The U.S. is India’s largest drug export market, with $10 billion in exports to the U.S. in the previous fiscal year. According to experts in the field, for most Indian pharmaceutical companies, the U.S. market is the main source of profit, and high tariffs will have a big impact on these companies’ operations.

In comparison, the engineering product category, which accounts for more than 20% of India's exports to the United States, was temporarily affected after the tariffs, including industrial machinery, steel air materials, steam fittings, etc. According to the Indian Express, because of the long order cycle and strong demand in these fields, specific segments also enjoy special tariff exemption, so the short-term impact is less.

Increased exports to non-US markets

While tariffs have led to a significant drop in exports to the United States, Indian companies are actively looking for overseas markets to replace exports to the United States.Crisil report shows that in September, India's total exports to non-U.S. markets grew by 10.9%, further accelerating from 6.6% in August, a significant buffer for India's downturn in the US market.

In terms of the jewelry industry, the U.S. is India's largest single export market, India exports to the U.S. almost $10 billion annually.But the Economic Times reports that before the new tariff measures entered into force, the trend of declining India's jewelry industry exports to the U.S. has been quite significant, so the industry as a whole has early begun to explore the export shift and diversification of the market.

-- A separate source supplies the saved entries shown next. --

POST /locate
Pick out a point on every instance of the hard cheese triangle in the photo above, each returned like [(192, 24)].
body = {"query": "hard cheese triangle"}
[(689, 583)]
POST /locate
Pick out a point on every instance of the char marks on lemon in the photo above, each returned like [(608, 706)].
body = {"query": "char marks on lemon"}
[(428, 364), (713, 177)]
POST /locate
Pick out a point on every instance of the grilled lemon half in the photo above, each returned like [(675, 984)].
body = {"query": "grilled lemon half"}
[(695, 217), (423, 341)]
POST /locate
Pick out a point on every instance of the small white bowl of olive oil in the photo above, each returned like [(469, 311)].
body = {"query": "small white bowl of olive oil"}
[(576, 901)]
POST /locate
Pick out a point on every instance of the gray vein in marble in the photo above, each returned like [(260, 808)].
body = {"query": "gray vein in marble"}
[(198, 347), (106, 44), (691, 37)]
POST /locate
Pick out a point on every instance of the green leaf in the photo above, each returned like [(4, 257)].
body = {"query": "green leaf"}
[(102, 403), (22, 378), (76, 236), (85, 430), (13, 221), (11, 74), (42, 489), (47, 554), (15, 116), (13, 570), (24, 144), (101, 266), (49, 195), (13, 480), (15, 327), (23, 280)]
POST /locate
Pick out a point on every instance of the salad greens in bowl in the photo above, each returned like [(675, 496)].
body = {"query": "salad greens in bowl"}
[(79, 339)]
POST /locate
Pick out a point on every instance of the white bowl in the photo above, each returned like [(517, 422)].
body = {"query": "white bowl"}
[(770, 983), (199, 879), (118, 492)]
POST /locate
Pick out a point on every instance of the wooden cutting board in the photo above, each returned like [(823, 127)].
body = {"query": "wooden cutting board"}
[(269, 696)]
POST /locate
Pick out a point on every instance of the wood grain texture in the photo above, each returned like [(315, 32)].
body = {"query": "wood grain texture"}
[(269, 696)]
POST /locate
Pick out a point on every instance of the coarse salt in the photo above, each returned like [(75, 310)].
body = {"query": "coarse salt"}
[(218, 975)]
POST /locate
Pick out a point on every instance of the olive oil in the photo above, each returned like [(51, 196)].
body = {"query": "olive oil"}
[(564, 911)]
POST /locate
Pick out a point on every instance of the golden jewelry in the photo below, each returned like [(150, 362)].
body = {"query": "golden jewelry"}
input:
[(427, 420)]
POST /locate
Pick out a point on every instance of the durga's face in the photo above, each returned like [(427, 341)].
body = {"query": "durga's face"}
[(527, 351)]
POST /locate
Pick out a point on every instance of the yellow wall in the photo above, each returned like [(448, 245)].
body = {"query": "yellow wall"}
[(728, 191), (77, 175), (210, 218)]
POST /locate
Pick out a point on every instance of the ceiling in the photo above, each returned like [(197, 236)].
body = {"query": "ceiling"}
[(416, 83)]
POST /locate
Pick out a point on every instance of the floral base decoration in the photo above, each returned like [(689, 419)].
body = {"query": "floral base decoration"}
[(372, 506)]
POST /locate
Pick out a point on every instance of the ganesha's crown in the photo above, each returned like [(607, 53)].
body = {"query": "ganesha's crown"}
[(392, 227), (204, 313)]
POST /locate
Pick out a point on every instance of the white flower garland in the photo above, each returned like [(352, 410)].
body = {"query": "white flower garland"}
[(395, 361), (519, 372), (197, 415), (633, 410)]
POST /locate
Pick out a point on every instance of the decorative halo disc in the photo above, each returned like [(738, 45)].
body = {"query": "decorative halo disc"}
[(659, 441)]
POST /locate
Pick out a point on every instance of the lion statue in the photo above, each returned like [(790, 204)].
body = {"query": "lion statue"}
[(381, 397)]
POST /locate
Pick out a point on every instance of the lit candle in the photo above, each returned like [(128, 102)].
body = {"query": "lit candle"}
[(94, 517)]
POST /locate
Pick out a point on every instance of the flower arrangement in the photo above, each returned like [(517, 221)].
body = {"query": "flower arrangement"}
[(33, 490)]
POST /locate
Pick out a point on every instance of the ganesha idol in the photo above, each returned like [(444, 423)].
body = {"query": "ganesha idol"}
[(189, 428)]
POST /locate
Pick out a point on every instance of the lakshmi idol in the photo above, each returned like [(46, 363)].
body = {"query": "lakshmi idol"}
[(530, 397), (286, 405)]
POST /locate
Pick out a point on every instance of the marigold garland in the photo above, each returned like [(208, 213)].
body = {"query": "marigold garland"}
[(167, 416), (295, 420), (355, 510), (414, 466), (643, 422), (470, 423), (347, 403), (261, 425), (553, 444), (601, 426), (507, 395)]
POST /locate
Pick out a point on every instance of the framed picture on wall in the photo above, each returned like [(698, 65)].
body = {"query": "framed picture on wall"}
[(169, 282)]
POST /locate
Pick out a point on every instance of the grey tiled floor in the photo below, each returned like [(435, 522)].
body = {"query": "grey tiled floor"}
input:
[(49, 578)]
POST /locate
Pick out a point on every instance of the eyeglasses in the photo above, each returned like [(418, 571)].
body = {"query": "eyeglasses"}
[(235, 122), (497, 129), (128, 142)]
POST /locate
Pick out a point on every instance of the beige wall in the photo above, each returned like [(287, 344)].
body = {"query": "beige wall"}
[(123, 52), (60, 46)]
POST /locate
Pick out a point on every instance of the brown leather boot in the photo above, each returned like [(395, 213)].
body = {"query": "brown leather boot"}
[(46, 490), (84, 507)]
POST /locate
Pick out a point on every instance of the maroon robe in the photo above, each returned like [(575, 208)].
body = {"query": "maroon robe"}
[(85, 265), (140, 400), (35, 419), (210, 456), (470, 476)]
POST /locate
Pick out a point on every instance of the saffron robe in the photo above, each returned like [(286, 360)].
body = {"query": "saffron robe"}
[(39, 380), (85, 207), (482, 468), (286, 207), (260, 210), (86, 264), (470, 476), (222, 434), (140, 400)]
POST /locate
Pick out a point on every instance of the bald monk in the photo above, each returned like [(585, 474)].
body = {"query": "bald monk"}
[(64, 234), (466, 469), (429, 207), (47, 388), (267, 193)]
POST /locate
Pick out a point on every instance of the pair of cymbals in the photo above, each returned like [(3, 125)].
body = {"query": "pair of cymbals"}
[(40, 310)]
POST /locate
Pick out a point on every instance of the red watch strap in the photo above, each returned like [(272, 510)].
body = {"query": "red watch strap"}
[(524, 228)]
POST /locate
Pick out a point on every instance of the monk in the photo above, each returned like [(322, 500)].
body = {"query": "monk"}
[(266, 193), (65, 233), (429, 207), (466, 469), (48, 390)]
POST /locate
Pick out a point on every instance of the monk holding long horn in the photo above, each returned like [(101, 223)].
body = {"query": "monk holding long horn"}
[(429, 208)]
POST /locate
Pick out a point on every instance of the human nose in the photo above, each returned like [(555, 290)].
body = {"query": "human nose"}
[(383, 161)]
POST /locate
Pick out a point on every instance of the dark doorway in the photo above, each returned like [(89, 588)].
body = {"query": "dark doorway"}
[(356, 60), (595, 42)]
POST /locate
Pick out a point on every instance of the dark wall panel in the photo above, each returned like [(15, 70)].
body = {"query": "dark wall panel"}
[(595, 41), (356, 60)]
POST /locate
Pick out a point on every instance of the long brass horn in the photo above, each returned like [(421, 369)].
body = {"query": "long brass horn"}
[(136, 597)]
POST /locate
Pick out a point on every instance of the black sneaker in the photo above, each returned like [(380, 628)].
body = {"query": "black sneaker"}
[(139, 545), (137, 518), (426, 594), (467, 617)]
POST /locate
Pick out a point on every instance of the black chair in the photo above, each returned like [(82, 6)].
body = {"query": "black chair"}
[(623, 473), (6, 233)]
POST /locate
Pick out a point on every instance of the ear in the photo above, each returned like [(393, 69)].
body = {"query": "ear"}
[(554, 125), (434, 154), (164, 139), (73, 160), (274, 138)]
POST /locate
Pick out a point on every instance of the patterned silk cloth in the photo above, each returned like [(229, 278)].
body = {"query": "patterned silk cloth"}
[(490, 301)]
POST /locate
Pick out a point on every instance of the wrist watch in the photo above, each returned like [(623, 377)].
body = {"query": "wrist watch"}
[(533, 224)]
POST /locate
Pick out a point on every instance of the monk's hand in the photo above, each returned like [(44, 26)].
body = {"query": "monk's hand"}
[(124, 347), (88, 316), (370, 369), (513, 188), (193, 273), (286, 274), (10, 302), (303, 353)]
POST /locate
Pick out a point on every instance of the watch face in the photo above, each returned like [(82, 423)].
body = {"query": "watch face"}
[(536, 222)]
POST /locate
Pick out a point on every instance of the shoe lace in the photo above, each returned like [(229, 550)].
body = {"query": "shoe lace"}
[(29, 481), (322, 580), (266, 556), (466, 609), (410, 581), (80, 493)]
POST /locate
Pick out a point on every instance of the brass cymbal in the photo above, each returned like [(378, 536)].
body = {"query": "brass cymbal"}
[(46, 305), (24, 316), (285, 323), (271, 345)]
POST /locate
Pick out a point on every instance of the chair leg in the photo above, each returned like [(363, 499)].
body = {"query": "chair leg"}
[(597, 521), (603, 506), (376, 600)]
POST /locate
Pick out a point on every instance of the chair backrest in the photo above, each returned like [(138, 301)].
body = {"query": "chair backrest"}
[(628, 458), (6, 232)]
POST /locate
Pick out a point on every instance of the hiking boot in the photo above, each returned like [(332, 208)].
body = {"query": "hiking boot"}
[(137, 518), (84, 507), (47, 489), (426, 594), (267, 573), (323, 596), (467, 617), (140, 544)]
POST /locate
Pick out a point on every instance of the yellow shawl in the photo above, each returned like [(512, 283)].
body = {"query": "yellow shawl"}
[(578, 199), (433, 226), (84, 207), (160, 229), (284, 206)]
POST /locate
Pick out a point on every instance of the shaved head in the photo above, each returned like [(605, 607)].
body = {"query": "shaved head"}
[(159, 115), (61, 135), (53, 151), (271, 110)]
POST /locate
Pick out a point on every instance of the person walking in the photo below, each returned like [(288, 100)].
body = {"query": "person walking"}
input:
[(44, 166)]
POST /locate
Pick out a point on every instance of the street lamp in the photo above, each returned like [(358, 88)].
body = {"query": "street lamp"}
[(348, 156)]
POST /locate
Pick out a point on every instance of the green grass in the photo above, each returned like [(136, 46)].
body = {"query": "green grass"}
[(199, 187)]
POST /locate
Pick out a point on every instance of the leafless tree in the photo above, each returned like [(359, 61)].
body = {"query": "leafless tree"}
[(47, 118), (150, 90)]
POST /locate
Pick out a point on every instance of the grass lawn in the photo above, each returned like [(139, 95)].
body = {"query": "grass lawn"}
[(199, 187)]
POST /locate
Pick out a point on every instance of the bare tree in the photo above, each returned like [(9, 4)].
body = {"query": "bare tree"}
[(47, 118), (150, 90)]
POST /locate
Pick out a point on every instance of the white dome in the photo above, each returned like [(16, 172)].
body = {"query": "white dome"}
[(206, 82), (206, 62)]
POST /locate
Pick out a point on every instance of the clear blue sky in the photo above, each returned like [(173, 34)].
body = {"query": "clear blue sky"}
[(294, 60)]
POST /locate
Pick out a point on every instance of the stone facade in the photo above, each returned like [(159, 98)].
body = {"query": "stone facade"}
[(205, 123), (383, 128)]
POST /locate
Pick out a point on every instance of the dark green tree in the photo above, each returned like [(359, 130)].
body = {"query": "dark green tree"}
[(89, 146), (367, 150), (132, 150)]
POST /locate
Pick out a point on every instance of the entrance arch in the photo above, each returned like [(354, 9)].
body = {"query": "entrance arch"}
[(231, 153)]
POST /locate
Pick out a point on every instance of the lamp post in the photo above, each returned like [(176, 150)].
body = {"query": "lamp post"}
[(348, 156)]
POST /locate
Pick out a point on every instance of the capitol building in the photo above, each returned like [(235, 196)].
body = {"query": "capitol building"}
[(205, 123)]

According to reports, from April to September this year, India's exports to the jewelry industry in the UAE increased by 65%, reaching $3.2 billion, to a certain extent compensating for the decline in exports to the United States.

Electronics is also the main source of India's export market growth since last year, according to the Economic Times, India's electronics exports reached $222 billion between April and September this year, a significant 60% increase from the same year, accounting for more than 10% of total exports.

According to the report, because Apple has gradually increased its production capacity in India in recent years, a large number of Apple phones sold to the U.S. have been assembled in India. In order to protect U.S. enterprises and consumers' interests, the U.S. has exempted electronic products from tariffs. However, India is still in the downstream in the electronics manufacturing industry, and high exports are behind high imports of electronic components and low profits. In the context of the U.S. tariff shock, electronic exports contribute less to the overall economy of India.

Increase communication with customers in other regions

According to India's Business Standards, in September, the Indian government made adjustments on the policy side to help industries and enterprises face difficulties due to tariffs.In particular, in labour-intensive agriculture, the Indian government increased the total export of rice and sugar by lifting export bans and increasing export quotas, to compensate for the large decline in exports to U.S. Sea products.

In addition, according to India's Tribune, the Indian rupee continues to weaken due to a series of factors including the central bank's regulatory policies and US-India tariff frictions, which gives Indian exports a certain price advantage in non-American countries. Currently, many bulk shippers of Indian seafood are communicating with customers in the Middle East and Southeast Asia, hoping to take advantage of the price advantage brought by the devaluation of the Indian rupee to give priority to selling products previously exported to the United States to these regions.